Will FEMA ever do anything for me? No. Do I want them ever to do anything for me? No. I will be grateful if heavily armed imperial storm troopers don’t descend upon my house, as documented in the August Chronicles (“Desert Storm Troopers“). I am reminded of what happened in the aftermath of the major disaster we had here in South Carolina with Hurricane Hugo a few years ago. With great fanfare, Congress passed a $100 million relief bill, pushed by our two powerful senators. (The vote was 100-0 in the Senate, as I recall.) A while later we learned—in the small print—that we got almost none of the “victims’ relief” It all went to Puerto Rico and the Virgin Islands, where nobody had any insurance.
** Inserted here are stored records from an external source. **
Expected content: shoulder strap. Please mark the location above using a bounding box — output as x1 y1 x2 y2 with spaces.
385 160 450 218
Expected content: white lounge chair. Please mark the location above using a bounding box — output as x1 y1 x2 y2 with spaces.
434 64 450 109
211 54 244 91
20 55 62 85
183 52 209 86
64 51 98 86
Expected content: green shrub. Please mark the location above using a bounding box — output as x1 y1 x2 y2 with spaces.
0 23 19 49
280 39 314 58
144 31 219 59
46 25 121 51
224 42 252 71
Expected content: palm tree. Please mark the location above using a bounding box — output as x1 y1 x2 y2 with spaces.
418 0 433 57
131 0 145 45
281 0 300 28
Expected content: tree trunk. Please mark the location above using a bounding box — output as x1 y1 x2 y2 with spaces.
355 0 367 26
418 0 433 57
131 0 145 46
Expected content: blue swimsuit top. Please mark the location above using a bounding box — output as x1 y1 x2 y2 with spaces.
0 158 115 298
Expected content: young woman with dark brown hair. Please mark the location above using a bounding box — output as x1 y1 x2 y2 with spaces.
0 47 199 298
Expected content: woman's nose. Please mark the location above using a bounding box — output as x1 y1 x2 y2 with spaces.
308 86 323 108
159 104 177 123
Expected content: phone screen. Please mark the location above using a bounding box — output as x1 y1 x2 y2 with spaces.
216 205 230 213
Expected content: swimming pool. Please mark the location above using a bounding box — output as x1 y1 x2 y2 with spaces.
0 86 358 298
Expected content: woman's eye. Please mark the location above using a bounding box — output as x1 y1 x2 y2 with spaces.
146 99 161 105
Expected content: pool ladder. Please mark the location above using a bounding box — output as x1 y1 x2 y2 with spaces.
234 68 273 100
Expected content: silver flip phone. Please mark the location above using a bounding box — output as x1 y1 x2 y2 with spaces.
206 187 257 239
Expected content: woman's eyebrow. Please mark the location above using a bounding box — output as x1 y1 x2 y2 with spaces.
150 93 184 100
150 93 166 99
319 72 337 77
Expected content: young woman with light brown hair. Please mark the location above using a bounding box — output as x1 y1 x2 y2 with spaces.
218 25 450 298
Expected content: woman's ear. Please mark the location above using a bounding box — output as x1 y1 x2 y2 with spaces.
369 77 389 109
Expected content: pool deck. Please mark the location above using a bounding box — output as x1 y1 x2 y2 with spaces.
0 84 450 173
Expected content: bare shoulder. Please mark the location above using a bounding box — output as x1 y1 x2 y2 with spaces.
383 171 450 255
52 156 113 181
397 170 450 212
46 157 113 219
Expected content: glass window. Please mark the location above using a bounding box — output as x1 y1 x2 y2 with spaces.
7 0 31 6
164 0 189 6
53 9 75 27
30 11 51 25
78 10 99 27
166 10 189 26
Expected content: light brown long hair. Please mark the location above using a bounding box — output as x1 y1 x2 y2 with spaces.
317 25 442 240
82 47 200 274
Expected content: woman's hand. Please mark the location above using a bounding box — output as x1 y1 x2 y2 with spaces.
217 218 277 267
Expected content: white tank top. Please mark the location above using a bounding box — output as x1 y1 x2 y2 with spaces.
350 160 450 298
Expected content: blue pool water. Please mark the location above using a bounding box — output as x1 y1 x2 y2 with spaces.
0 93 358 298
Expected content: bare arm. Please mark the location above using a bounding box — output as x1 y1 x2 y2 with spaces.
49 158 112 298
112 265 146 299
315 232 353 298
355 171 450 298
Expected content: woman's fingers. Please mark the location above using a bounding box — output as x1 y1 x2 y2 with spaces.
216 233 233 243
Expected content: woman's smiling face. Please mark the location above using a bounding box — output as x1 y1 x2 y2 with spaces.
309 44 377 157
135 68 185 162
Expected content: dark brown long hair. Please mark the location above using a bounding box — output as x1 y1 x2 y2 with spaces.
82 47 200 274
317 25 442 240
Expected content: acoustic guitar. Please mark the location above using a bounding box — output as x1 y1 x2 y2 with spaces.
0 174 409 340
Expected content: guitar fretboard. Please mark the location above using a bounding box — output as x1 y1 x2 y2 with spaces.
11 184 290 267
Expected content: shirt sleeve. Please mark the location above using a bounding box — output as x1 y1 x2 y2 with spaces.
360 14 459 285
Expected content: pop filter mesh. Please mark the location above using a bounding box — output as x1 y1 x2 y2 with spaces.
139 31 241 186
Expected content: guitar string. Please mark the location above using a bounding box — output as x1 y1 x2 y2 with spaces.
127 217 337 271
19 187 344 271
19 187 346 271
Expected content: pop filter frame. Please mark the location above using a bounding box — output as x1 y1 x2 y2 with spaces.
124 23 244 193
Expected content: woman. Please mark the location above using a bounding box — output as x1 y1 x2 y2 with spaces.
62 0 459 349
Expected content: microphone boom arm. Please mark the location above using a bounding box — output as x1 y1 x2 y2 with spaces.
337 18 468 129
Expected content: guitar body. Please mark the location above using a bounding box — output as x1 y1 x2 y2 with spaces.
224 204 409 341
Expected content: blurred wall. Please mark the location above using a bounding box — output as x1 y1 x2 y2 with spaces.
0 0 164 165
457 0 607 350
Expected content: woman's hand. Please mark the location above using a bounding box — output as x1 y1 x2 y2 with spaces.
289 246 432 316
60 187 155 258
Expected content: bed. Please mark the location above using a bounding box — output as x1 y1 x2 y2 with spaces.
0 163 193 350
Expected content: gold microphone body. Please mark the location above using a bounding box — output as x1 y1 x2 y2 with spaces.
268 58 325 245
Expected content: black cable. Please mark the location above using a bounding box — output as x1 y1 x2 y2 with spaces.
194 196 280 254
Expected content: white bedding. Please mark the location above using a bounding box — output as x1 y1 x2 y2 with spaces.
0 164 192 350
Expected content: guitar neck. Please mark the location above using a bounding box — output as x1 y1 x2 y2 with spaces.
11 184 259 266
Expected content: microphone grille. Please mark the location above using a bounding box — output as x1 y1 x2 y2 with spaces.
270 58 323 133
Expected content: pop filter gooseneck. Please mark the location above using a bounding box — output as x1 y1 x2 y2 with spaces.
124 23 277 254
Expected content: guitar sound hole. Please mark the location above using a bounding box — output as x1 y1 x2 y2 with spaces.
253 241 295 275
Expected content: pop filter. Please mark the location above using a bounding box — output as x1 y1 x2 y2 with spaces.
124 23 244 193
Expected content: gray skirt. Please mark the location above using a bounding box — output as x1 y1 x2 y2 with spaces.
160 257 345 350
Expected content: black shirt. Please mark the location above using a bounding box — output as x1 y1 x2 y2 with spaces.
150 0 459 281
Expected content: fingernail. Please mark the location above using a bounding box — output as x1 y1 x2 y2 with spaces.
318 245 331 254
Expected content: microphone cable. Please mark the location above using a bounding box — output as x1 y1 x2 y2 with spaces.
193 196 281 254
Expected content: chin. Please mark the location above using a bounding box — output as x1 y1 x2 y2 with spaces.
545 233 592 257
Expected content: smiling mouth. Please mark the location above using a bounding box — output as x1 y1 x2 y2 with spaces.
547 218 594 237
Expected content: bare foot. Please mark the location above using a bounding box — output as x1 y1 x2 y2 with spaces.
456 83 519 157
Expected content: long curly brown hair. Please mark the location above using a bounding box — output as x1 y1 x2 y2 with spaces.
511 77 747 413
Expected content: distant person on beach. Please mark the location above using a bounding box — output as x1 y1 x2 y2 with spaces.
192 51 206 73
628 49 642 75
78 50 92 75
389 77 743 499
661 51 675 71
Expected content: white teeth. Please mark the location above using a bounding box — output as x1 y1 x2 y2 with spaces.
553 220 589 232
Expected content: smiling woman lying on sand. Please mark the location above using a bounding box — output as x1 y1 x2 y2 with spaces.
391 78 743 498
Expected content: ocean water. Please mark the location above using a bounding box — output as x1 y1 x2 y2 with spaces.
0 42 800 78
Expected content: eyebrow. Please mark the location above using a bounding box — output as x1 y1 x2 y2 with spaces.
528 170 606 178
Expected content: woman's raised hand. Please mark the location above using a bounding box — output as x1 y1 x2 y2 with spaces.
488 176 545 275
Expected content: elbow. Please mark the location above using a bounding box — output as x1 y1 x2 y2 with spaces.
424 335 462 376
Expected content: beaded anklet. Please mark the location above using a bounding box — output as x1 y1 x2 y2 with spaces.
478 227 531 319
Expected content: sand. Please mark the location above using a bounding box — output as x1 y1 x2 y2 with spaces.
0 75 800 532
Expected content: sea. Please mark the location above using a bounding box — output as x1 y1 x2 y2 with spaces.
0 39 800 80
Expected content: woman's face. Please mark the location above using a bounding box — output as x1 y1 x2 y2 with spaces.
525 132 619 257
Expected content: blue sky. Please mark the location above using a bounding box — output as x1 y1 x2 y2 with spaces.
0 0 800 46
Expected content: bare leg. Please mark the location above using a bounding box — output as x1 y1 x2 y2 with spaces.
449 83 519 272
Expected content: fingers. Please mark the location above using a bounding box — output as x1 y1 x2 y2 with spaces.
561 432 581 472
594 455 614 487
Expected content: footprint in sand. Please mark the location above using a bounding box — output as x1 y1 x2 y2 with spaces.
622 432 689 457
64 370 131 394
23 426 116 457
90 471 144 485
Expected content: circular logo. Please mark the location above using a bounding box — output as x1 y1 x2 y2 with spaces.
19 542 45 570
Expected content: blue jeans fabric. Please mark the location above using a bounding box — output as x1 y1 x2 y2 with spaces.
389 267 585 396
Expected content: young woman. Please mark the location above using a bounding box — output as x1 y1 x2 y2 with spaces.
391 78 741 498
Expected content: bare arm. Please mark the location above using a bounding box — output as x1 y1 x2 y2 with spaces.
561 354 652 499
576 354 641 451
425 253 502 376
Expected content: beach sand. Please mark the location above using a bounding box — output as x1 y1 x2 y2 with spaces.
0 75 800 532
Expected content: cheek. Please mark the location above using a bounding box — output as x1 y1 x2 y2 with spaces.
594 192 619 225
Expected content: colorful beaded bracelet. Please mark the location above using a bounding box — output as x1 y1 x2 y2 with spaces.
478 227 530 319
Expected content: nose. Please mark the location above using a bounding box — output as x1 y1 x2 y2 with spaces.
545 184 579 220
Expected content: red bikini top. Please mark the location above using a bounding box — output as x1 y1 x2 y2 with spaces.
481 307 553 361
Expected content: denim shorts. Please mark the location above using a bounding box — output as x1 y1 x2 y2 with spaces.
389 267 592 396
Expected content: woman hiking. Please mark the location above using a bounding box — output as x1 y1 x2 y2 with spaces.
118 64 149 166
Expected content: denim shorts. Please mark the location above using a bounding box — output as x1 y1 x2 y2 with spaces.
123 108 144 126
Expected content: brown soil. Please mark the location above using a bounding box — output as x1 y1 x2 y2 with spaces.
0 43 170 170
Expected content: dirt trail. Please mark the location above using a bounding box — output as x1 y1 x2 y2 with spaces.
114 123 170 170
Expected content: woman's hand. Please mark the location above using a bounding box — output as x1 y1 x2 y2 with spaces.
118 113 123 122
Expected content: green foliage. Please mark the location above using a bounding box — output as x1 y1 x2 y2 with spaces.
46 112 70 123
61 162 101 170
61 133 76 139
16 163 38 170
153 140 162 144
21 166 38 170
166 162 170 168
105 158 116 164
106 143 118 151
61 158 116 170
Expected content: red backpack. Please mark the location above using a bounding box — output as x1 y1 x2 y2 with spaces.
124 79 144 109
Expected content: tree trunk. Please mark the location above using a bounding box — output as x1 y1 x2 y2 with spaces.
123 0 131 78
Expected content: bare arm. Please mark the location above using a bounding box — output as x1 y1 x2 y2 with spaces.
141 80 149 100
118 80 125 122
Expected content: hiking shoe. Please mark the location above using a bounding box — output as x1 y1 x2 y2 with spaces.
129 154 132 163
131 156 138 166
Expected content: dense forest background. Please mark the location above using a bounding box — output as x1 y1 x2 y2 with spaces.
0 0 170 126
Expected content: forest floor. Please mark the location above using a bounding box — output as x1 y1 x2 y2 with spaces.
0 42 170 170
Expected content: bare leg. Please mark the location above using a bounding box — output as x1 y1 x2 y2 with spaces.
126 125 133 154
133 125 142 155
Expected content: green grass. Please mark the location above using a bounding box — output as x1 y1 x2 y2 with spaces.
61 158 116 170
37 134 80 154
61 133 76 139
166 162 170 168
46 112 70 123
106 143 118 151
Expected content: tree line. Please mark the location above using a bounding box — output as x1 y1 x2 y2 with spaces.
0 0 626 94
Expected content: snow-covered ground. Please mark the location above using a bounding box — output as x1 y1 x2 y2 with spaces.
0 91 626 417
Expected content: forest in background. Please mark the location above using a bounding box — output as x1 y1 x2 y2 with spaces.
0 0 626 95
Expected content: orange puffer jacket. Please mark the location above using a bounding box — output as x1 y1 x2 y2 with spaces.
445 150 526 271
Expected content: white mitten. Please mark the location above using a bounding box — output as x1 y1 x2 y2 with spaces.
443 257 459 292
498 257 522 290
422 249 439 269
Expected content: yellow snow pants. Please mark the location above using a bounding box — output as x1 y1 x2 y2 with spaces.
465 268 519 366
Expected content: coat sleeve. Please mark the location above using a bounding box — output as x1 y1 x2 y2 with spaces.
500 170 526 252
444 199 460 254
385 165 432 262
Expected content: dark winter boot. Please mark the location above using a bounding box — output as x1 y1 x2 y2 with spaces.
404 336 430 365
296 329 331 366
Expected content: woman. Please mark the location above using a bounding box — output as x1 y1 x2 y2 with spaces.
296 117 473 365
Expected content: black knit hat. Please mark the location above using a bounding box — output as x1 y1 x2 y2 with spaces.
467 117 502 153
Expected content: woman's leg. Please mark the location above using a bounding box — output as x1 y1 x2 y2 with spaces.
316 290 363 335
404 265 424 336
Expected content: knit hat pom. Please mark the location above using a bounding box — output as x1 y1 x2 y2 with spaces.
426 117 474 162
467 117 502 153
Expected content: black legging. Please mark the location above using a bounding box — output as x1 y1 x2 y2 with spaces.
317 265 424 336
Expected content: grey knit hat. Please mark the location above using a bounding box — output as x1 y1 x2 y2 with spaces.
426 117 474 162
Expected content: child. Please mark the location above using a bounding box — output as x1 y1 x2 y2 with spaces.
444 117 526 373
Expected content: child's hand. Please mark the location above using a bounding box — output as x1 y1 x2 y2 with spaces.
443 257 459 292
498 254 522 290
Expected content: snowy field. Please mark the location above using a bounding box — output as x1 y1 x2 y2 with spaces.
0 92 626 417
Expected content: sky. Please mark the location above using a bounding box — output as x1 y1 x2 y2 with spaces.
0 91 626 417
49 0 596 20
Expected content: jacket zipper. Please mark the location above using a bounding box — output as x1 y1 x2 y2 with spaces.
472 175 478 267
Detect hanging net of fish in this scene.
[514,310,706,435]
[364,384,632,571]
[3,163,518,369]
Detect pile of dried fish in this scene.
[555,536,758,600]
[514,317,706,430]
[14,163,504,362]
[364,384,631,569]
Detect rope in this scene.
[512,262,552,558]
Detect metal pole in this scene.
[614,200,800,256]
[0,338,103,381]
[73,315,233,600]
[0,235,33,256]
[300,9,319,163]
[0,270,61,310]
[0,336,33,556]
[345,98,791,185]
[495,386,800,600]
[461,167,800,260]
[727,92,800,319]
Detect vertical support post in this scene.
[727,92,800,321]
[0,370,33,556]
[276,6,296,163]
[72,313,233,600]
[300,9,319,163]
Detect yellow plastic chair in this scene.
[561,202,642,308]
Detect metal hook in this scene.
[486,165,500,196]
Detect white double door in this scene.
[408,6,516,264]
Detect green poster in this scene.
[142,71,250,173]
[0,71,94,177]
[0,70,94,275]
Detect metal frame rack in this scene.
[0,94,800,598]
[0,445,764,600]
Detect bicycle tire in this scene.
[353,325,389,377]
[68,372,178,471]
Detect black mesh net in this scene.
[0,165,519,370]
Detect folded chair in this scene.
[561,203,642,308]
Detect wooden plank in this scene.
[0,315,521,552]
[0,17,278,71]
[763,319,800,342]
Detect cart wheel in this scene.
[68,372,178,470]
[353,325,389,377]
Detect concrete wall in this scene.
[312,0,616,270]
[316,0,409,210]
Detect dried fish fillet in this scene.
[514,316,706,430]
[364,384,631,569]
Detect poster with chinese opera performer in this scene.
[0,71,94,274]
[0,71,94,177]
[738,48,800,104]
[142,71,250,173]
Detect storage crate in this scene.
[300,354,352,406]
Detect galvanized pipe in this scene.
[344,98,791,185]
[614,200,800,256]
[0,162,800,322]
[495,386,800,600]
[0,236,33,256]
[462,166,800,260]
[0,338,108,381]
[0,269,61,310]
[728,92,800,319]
It does no good to talk about “conservatives” and “liberals” in the context of such outrages, much less to complain endlessly about the evils of Clinton. (Does anyone really believe that the government terrorist/bureaucrats would have behaved differently at Waco if it had occurred on George Bush’s watch?) The Republican “conservatives” have been promising to reduce government for a generation now. They lie. Two decades ago, I stood not far from candidate Ronald Reagan on the steps of our state capitol and heard him promise to reduce fraud, waste, expenditures, and regulation in every government agency. He lied. But we have a much deeper problem here than mere politicians’ lies. The Republican Party, in its very origins and raison d’être, was a vehicle for activist government. It was devoted to regulation and subsidy for the benefit of railroads, bankers, industrialists, and for suppression of “Rum, Romanism, and Rebellion” (i.e., the behavior of Southerners and Catholics). The “conservative” Bob Dole was completely in character and tradition when he sponsored a Disabilities Act that regulates every parking lot and building in every town and city in the land (including rural churches). He began his public career, after all, as the New Deal poster boy for “rehabilitation,” part of the p.r. campaign to softsoap the public about the sufferings of those citizens who were mangled in the “Good War.”

The problem is more than one of efficient “public policy.” It is a problem of national character. We cannot hope for any relief from the imperial state until enough people resume the habits of self-government, if that is possible.

I have just learned from a surveyor, by the way, that FEMA based its maps on an aerial survey, which has a large margin of error. What was FEMA doing flying over my back yard?